Seine «gute» Nachricht: Die Schweiz habe grosse
Fortschritte gemacht. Dank der Verfassungsrevision 1999
und verschärften Regeln der Transparenz und der
Information habe sie sich von Rang 19 (1995) auf Rang 9
(2005) verbessern können.
«Spielzeug»
Freiheit, Gleichheit, Kontrolle
Wie kommen die Forscher zu diesem ernüchternden
Befund? In die Statistik gingen rund 100 Indikatoren zu 9
zentralen Demokratie-Funktionen ein, die wiederum grob
den 3 Oberbegriffen Freiheit, Gleichheit und Kontrolle
zugeordnet werden. Die 9 Funktionen sind: Individuelle
Freiheitsrechte, Rechtsstaatlichkeit, aktive
Öffentlichkeit, Transparenz, Partizipation,
Repräsentation, politischer Wettbewerb,
Gewaltenkontrolle und Regierungsfähigkeit.
Gemäss Marc Bühlmann von der Universität Zürich und
Wolfgang Merkel vom Wissenschaftszentrum Berlin kann
der für die Zeitspanne von 1995 bis 2005 ermittelte
Durchschnittsrang 14 der Schweiz in erster Linie damit
erklärt werden, dass sich das Land zwar hinsichtlich der
Freiheitsrechte, der aktiven Öffentlichkeit, des
politischen Wettbewerbs und der Regierungsfähigkeit als
demokratisches Musterland erweise, indes bezüglich der
Gewaltenkontrolle, der Transparenz und der Partizipation
Defizite aufweise. Als Defizit geortet wird beispielsweise,
dass das Parlament die Regierung nur unzureichend
kontrollieren (sprich nicht abwählen) könne, dass die
Judikative vergleichsweise abhängig sei (kein
Bundesverfassungsgericht, vom Parlament nach
politischen Kriterien gewählte Richter) und dass es an
Transparenz mangle (die Informationspflicht war bis 2005
unzureichend, keine Transparenz in der
Parteienfinanzierung).
Gleiche Partizipation
Als besonders negativ wirkt sich im Ranking ferner die
vergleichsweise geringe Partizipation bei Wahlen und
Abstimmungen aus, gepaart mit der ungleichen
Beteiligung nach sozialen Merkmalen wie Bildung,
Einkommen, Alter oder Geschlecht. «Vom Ideal einer
Demokratie politisch Gleicher, in der alle Bürgerinnen und
Bürger sich politisch engagieren und deren Interessen und
Werte gleichmässig in die politische Arena gelangen, ist
die Schweiz weiter als die meisten anderen Demokratien
entfernt», schreiben die Forscher. Es zählt also nicht die
potenziell breite Partizipation, sondern die effektive
Nutzung: «Demokratie muss gleiche Berücksichtigung und
Ermöglichung garantieren», sagt Bühlmann.

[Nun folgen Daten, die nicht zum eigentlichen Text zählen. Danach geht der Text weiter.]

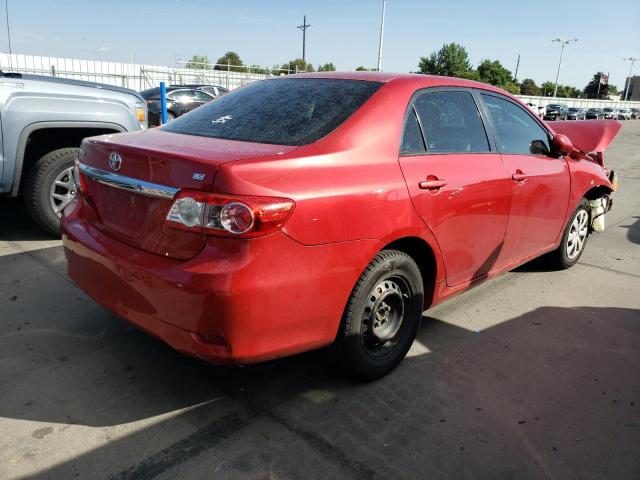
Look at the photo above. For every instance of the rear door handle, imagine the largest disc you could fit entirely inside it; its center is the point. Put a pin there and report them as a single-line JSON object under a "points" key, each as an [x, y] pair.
{"points": [[432, 184]]}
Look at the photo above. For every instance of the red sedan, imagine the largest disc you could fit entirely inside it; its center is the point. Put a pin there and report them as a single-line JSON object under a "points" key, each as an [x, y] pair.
{"points": [[309, 210]]}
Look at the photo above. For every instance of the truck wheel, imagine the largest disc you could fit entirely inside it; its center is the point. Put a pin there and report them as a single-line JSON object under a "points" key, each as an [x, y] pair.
{"points": [[49, 188], [574, 239], [382, 316]]}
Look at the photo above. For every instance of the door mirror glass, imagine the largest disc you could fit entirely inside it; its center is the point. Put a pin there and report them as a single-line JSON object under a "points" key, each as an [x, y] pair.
{"points": [[539, 147]]}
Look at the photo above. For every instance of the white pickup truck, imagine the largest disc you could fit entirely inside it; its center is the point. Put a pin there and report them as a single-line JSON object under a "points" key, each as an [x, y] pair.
{"points": [[43, 121]]}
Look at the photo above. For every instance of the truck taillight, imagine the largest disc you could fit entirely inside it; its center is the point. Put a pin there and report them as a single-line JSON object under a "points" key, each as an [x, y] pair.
{"points": [[229, 215]]}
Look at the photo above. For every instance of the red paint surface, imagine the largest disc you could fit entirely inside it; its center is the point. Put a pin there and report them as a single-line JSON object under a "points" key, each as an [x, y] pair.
{"points": [[245, 300]]}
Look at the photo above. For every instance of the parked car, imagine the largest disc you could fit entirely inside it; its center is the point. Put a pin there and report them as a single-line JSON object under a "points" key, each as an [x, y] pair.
{"points": [[556, 111], [575, 113], [180, 100], [44, 120], [314, 209], [535, 108], [624, 114], [595, 114]]}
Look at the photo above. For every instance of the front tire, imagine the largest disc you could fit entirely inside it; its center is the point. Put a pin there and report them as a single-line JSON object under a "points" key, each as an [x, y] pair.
{"points": [[49, 188], [382, 316], [574, 238]]}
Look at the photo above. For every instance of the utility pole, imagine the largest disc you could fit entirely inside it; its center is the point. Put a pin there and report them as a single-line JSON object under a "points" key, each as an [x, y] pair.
{"points": [[563, 43], [384, 7], [304, 27], [6, 11], [626, 88]]}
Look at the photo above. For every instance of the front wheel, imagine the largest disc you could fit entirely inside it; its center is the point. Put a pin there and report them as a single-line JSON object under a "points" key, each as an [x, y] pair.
{"points": [[382, 316], [49, 188], [574, 239]]}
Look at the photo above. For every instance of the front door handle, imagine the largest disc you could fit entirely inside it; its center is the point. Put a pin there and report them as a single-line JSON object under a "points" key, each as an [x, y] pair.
{"points": [[519, 176], [432, 184]]}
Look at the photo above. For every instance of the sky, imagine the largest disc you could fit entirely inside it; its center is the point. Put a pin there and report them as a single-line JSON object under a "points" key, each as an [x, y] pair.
{"points": [[344, 32]]}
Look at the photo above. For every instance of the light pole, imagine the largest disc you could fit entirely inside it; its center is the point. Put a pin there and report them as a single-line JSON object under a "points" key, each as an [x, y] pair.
{"points": [[384, 7], [626, 89], [563, 43]]}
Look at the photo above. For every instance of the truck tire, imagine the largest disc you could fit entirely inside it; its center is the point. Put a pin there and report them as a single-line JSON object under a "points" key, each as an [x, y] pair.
{"points": [[49, 188]]}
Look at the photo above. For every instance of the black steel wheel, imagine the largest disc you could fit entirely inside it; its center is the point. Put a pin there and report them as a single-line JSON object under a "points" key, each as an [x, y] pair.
{"points": [[382, 316]]}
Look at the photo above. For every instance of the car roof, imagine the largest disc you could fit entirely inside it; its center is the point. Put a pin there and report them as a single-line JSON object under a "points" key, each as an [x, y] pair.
{"points": [[416, 79]]}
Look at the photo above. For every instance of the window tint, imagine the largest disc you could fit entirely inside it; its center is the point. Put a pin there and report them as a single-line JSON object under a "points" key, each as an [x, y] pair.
{"points": [[518, 132], [412, 141], [451, 122], [294, 111], [201, 96]]}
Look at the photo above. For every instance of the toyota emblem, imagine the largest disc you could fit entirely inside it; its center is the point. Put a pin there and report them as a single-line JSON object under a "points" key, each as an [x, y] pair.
{"points": [[115, 161]]}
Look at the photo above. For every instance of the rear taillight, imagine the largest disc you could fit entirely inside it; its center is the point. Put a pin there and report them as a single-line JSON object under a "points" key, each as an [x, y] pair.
{"points": [[229, 215]]}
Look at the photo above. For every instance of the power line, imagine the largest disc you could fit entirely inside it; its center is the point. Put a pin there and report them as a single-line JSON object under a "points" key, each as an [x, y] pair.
{"points": [[304, 27]]}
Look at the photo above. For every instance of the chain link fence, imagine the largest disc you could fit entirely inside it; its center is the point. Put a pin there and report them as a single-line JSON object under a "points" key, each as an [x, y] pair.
{"points": [[135, 76]]}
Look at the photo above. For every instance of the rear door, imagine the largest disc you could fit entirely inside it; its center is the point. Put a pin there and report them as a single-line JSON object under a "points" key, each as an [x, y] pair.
{"points": [[456, 179], [540, 183]]}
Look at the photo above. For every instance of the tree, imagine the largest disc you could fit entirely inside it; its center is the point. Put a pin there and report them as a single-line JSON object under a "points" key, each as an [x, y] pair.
{"points": [[494, 73], [230, 61], [547, 88], [297, 65], [199, 62], [529, 87], [591, 90], [327, 67], [452, 60], [258, 69]]}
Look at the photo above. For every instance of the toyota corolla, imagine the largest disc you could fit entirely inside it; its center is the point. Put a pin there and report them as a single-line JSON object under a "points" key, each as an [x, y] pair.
{"points": [[321, 209]]}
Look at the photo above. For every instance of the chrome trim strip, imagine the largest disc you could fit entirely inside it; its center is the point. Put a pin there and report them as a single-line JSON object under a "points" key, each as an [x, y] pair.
{"points": [[129, 184]]}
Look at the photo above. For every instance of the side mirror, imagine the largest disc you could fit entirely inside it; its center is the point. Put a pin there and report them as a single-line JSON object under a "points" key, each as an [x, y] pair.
{"points": [[562, 145]]}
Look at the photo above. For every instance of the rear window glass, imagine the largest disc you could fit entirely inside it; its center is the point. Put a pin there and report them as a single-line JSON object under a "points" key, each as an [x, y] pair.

Die Schweizer Demokratie verwirkliche insgesamt das
Prinzip Freiheit gut, nicht aber das Prinzip der politischen
Gleichheit, so bringt Bühlmann die Dinge auf den Punkt.

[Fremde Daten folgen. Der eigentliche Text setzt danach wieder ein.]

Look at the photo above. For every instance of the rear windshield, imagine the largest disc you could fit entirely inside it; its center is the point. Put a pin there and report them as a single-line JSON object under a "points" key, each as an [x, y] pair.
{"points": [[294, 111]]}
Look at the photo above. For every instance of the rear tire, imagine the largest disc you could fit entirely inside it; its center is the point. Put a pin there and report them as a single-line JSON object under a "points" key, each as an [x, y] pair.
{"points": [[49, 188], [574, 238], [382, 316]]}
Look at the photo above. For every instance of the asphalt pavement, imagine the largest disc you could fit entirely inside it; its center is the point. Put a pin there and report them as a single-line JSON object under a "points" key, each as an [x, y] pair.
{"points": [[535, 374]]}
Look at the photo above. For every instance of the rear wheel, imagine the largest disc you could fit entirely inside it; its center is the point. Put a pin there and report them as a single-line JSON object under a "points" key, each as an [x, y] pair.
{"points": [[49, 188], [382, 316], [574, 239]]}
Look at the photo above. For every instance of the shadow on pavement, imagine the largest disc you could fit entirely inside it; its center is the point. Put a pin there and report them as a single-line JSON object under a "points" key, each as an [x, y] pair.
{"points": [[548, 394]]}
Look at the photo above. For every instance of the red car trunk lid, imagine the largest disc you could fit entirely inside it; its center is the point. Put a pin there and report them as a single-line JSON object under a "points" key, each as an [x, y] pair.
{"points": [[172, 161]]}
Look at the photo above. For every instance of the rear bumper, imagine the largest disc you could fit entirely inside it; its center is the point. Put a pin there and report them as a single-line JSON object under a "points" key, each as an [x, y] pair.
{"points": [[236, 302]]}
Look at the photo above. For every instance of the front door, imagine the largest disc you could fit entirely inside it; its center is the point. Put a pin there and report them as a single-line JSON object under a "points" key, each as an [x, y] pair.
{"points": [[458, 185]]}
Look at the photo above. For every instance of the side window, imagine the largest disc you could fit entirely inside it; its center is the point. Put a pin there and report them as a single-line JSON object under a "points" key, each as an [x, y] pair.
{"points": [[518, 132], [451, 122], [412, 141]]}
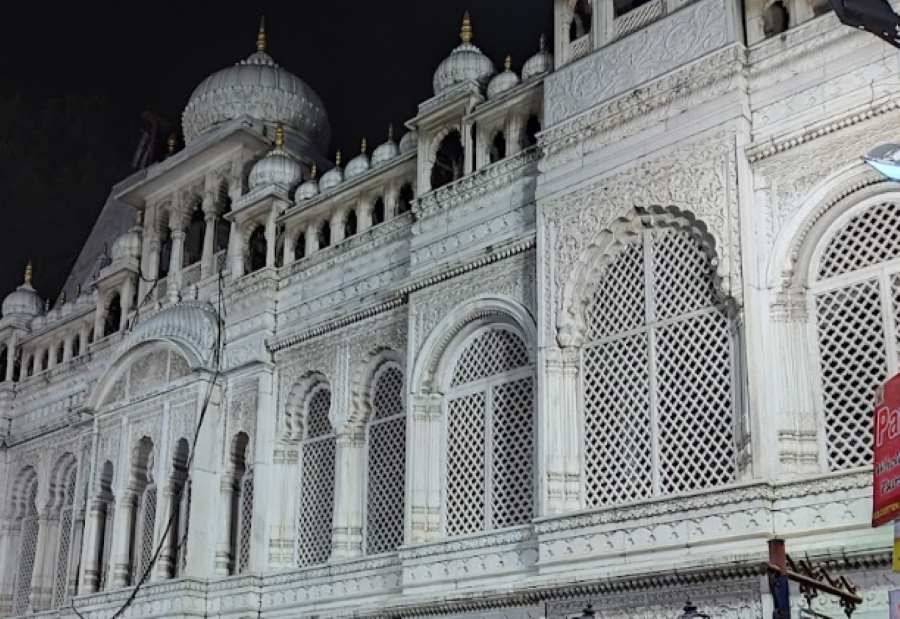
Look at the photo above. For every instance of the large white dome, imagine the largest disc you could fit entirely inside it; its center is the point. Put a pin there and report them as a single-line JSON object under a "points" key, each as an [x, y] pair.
{"points": [[261, 89]]}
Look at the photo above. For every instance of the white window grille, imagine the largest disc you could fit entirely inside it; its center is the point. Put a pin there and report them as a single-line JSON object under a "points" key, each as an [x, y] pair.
{"points": [[143, 539], [387, 464], [60, 586], [490, 434], [316, 482], [657, 374], [28, 532], [857, 309], [245, 521]]}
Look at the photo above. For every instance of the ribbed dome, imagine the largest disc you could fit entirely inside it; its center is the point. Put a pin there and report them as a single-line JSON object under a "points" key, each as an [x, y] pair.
{"points": [[278, 167], [465, 63], [540, 63], [261, 89], [409, 142], [503, 81], [359, 164], [334, 176], [387, 151], [24, 300]]}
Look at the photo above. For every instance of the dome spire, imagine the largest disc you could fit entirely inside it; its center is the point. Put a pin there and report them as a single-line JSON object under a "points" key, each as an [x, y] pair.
{"points": [[261, 36], [465, 33]]}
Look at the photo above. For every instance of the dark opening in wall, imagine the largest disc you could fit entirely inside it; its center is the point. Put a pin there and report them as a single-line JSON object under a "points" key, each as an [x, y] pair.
{"points": [[498, 147], [775, 19], [256, 249], [449, 161]]}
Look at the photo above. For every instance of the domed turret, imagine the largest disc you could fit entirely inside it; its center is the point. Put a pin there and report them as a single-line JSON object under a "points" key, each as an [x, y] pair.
{"points": [[278, 167], [24, 301], [540, 63], [309, 189], [409, 142], [334, 176], [503, 81], [387, 151], [465, 63], [257, 87], [359, 164]]}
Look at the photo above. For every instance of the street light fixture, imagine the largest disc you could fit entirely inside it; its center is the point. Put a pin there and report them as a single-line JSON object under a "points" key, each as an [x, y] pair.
{"points": [[885, 159]]}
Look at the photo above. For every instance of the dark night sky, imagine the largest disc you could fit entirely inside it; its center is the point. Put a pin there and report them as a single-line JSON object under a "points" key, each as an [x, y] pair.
{"points": [[74, 79]]}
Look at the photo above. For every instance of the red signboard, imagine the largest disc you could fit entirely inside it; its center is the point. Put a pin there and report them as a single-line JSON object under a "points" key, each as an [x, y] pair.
{"points": [[886, 456]]}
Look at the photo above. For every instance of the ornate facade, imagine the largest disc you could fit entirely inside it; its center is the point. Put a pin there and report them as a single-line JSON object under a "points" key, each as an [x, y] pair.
{"points": [[594, 330]]}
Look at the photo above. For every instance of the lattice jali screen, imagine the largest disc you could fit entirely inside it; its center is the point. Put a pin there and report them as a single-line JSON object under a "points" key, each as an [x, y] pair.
{"points": [[314, 520], [61, 580], [490, 435], [657, 374], [387, 464], [858, 328], [28, 533], [871, 237], [143, 552], [245, 524]]}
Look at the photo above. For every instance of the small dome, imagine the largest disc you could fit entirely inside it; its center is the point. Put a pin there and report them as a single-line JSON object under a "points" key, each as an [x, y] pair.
{"points": [[540, 63], [24, 300], [465, 63], [308, 189], [334, 176], [128, 245], [359, 164], [503, 81], [387, 151], [409, 142], [276, 168], [261, 89]]}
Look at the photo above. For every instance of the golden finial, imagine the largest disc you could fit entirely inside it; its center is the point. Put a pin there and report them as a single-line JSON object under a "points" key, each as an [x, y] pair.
{"points": [[261, 35], [465, 33]]}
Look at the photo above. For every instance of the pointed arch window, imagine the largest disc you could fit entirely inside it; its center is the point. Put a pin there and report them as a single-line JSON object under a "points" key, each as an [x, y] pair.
{"points": [[317, 480], [386, 469], [657, 374], [489, 412], [856, 296]]}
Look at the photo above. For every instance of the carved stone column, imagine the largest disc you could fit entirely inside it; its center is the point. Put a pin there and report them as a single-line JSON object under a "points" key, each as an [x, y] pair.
{"points": [[559, 425], [90, 568], [121, 565], [346, 538], [209, 234], [791, 372], [424, 467]]}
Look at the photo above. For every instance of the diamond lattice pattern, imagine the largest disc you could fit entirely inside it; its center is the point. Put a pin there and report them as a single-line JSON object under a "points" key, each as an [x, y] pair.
{"points": [[657, 382], [490, 436], [491, 352], [246, 521], [387, 464], [28, 545], [853, 364], [316, 484], [869, 238]]}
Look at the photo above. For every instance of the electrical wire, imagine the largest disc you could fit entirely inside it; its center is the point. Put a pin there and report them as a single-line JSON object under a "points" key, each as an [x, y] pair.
{"points": [[217, 353]]}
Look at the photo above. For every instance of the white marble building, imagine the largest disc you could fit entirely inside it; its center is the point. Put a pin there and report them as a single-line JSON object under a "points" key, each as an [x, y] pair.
{"points": [[596, 329]]}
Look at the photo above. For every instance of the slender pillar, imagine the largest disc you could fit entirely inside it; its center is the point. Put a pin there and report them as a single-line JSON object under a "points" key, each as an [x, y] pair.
{"points": [[346, 538], [423, 469]]}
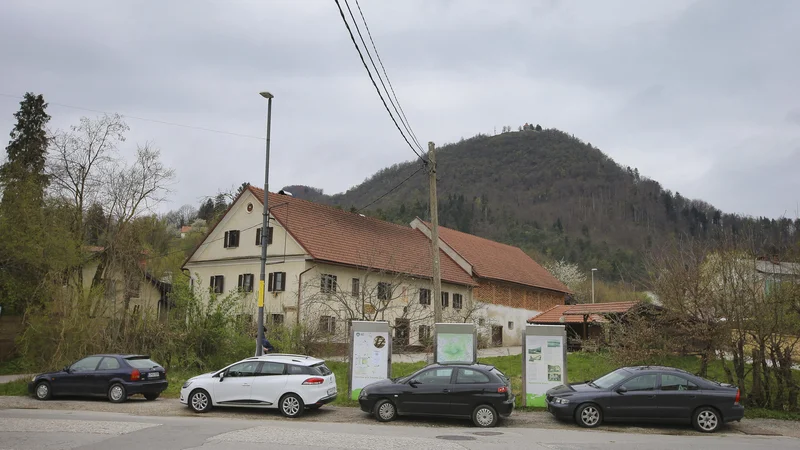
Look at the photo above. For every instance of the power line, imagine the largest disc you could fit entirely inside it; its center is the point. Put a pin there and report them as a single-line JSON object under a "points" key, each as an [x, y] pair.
{"points": [[402, 113], [364, 62], [162, 122]]}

«Demokratisierung ist ein Prozess, der nie abgeschlossen
ist», sagt Bühlmann. Das Barometer mit seinem
modularen Aufbau sei dazu erdacht worden, diesen
Prozess zu beleuchten und die gesellschaftliche
Demokratie-Diskussion zu forcieren: «Wir liefern
gewissermassen das Spielzeug für diese Diskussion», so
Bühlmann. Gerade der modulare Aufbau des Modells
ermögliche es, über die einzelnen Elemente und ihre
Bedeutung für die Demokratie zu streiten.